Aam Aadmi Party on Thursday said that the Maharashtra budget lacks long-term vision and fails to put forward a well-defined road map for the recovery of the economy of the state.
“The economic survey report for Maharashtra tabled in the Assembly stated that agricultural growth is projected to be a dismal — 12.3 percent and manufacturing is also down to a mere 0.5 percent. The report also stated that Maharashtra’s public debt has reached a staggering Rs. 3,00,477crore.”
“In the context of this report, with both agriculture and industry slowing down, AAP had expected the government to come up with a budget that would bring a clear vision towards re-establishing Maharashtra as a pre-eminent state as regards economic growth and industrial output,” an AAP spokesperson said in a statement.
“We welcome the Maharashtra government’s initiative to curb the deficit to 3,357 crore but it may be recalled that the previous government had predicted a similar amount last year though the actual deficit had ballooned to 13,883 crore, which begs the question as to what the concrete and specific measures are that this government is taking to ensure fiscal discipline.
“AAP also welcomes the government decision to abolish LBT (local body tax), something which AAP has vociferously opposed. Mobilisation of revenue by enhanced premium on additional FSI is interesting but unclear as to its impact on affordable housing in cities.
“Increase of excise duty on country liquor to 200 percent is welcome but it is important to understand whether the intention of the government was to merely increase revenue or curtail the consumption of liquor and the results of alcoholism which have wrecked havoc among countless families in the state,” it said.
The budget also talks about allocation of Rs 2,493 crore to the construction of roads with absolutely no mention of ‘toll’ and its elimination, which was a major electoral promise by this government.

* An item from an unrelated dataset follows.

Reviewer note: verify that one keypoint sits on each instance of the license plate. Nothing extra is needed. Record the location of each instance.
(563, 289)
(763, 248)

There is also no plan on stopping monetary wastage and leakages in the public service delivery system, caused mainly by rampant large-scale corruption, which AAP claimed, constituted an unfulfilled poll promise of the government.
“We understand that Maharashtra has a huge debt burden of over Rs. 3.04 lakh crore and an annual interest burden of about Rs. 23,000 crore. Maharashtra government should have been more sensitive to farmers’ issues keeping other non-important issues on hold and enhanced allocation to irrigation should have been a big priority of the government.
“But by reducing allocation to irrigation projects from Rs. 8,215 crore in 2014 to Rs. 7,272 crore in the present fiscal shows gross insensitivity to the farmers’ issues in Vidarbha, Marathwada and western Maharashtra.
“The finance minister has assured to complete a mere 38 out of the approximately 800 irrigation projects under implementation in Maharashtra, which will require close to Rs. 80,000 crore, but there is no mention of how the goal will be accomplished,” it said.
AAP said it looks forward to the government vigorously and honestly implementing the budgetary proposals in the coming year and assured that it would give its complete cooperation in this regard.